31 ene 2020 Franquicia maldita
No tengo opinión formada sobre la instalación de una franquicia del Museo del Hermitage en Barcelona. Ahora bien, el asunto me interesa mucho como indicador de las trampas que nos ponemos al desarrollar ciertos debates. Tengo la intuición, la sospecha y la sensación de que por debajo de la discusión hay guerras muy conocidas –antiguas, profundas y cansinas– sobre la política, la cultura, la capitalidad de Barcelona y –sobre todo– sobre quién tiene el derecho de decir lo que se tiene o no se tiene que hacer.
Entiendo que hay un debate obligado y comprensible sobre la utilización de recursos públicos cuando aparece un operador privado, cultural o del ámbito que sea. Es una cuestión que toda administración democrática debe abordar con rigor. También es cierto que justamente en Barcelona, y a raíz de los Juegos del 92, del Fòrum de les Cultures y de las derivadas de estos grandes acontecimientos, la relación entre lo público y lo privado no siempre se ha observado con severidad calvinista, digamos. Las intersecciones público/privado promovidas por socialistas y convergentes (sin oposición de ICV) en otras épocas tendrían que aconsejar más prudencia a la hora de hacer según qué aspavientos. Sobre todo porque en el Ayuntamiento de Barcelona, en su tecnoestructura, todavía mandan muchos que recuerdan los años dorados. Con esto ocurre como con el método para elegir gestores de grandes equipamientos culturales: hemos pasado del nombramiento a dedo a celebrar concursos que consisten en mover la noria de las cooptaciones entre amigos y conocidos de un determinado clan. Antes te escogía el alcalde y ahora lo hace ese a quien tú colocaste de director de un museo.

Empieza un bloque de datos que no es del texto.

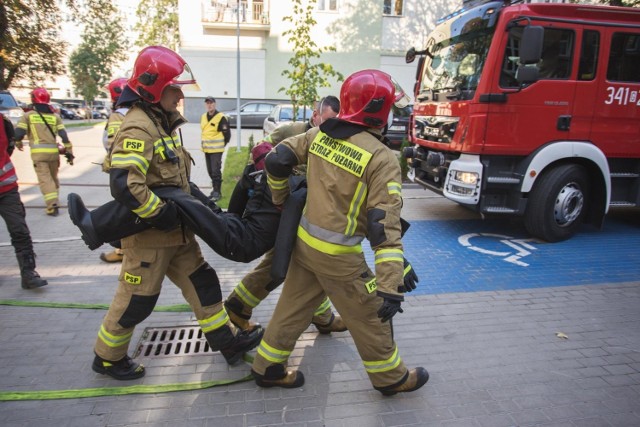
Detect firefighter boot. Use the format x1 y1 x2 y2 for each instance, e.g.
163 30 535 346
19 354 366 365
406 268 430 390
219 326 264 365
252 364 305 389
312 313 347 334
45 204 59 216
92 354 145 380
378 367 429 396
224 298 261 333
68 193 149 250
17 252 48 289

Discutimos sobre el Hermitage, pero, en realidad, queremos hablar de otras cosas
No hablo, por lo tanto, de la cuestión de dineros o terrenos públicos para el Hermitage barcelonés. La cosa discurre por otros predios. Discutimos sobre la franquicia del Hermitage, pero, en realidad, queremos hablar de otros fenómenos. Por ejemplo, de la pérdida de influencia de esas élites que durante los ochenta y los noventa se especializaron en decir qué era y qué no era una metrópolis como Barcelona. O hablar del concepto de cultura que los políticos asumieron en la transición y que, en general, no han revisado. O –y aquí el drama es mayor– de cómo la etiqueta “políticas culturales” ha servido para dar gato por liebre, con una impunidad sideral. En fin, no sé si me hace gracia que el Hermitage venga a Barcelona. Cuando tenga más información, ya les contaré. Sí me da risa, en cambio, que los rusos nos obliguen a perseguir –a escondidas– a nuestros fantasmas.